Put your tiniest fingertip into a jar of raw asafoetida and you won’t be surprised that the flavors you taste closely align with the aromas wafting ripely up to you. Eggy, sharp, a mild, not unpleasant bitterness towards the end. Also there, if you wait for it, is the distinct note of dried onion, a foreshadowing of tastes to come. The gateway to Asafoetida’s flavor secrets is heat in the form of a neutral oil, shimmering hot. A pinch thrown in will sizzle for 5 – 10 seconds, then bloom into savory aromas of leek, garlic, and caramelized onion. Over time, asafoetida’s flavors mellow, dissolving into a richness that infuses every bite or sip but doesn’t overpower. Kitchens of Northern India add it to their popular, tangy curries and stews, while cooks in Southern India use it to deepen the flavors in their lentil dals and rice dishes. This ability to add savory, oniony warmth has made asafoetida a favorite substitute for those avoiding using onions and garlic.

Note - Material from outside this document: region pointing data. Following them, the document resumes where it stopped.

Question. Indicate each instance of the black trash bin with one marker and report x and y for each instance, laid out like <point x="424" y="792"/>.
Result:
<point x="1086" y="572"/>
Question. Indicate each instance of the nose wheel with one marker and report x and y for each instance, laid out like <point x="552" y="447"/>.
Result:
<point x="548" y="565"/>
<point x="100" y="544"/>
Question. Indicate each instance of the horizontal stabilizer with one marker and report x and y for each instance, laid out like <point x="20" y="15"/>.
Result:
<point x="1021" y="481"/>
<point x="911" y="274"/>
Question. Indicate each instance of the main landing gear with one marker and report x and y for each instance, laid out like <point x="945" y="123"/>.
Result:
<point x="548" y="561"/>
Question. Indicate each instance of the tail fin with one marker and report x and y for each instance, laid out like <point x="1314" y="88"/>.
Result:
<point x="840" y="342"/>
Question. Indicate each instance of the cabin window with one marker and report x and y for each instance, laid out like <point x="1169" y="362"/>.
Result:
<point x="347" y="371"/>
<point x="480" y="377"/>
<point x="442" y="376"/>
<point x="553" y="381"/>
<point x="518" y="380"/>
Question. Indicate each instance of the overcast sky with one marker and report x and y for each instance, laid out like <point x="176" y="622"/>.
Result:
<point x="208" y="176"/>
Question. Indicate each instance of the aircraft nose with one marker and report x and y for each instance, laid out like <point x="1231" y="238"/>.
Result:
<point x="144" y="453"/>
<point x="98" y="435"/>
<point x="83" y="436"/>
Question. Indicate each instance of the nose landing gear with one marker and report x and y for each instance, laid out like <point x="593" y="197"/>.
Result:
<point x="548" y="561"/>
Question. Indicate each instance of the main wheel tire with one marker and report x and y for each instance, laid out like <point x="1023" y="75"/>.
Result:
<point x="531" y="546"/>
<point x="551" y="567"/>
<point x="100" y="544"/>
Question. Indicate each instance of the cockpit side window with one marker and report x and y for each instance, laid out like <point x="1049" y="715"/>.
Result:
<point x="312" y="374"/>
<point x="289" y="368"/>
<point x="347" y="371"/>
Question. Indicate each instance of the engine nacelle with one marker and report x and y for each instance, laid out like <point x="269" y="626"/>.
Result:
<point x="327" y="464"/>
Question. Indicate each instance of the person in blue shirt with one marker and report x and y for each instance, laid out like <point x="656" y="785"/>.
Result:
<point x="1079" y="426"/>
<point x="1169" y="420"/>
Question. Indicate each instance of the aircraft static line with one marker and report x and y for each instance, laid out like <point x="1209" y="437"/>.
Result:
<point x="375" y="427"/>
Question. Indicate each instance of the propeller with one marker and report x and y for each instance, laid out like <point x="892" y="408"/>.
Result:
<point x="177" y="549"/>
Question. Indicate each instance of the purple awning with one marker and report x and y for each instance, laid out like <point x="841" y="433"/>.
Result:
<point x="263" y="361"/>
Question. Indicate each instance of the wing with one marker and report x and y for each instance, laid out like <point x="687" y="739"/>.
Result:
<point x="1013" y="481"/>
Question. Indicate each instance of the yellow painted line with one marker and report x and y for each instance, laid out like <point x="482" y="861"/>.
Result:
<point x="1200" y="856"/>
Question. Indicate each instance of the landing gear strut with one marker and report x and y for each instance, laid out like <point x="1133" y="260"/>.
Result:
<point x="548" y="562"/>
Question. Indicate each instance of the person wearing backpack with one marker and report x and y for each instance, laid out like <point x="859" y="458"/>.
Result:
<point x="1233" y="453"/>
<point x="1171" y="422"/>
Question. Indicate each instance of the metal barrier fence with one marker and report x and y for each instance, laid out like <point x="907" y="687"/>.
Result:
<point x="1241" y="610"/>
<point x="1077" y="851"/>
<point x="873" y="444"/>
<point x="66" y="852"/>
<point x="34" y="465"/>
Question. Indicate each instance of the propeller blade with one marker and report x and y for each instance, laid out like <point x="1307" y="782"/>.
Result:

How Do I Use Asafoetida Powder?

Using asafoetida in your Indian cooking for the first time requires a certain amount of bravery. Much like that moment when you first shook drops of fish sauce into your favorite Thai recipe, you had to have faith that those alarming aromas would morph into the magical flavors of an authentic dish done right. Asafoetida is the same. For dal, toss a pinch without fear into oil sizzling with fragrant spices and dried chiles. Wait a few seconds for the aromas to mingle, then pour in your rinsed lentils. In the curries of Northern India, a dash of asafoetida ties together the cumin, cardamom, and coriander in garam masala. Stir the spices in the hot pan for almost a minute before adding a little oil and the protein to brown and coat. For a savory, rich lemon rice fry a small amount with dried chiles, nuts, turmeric, and more. Then fold in your cooked Basmati and lemon. And if you want to avoid onions and garlic, but still want those flavors, this is your go-to. Be sure to keep this strong-smelling spice in an airtight container.

As easy as it is to use, asafoetida has its challenges – the out-of-jar aromas, the harvesting, and even the spelling and pronunciation. But once through those, you’re in the club. The club that knows another secret to creating sublime, authentic, conversation-sparking Indian food.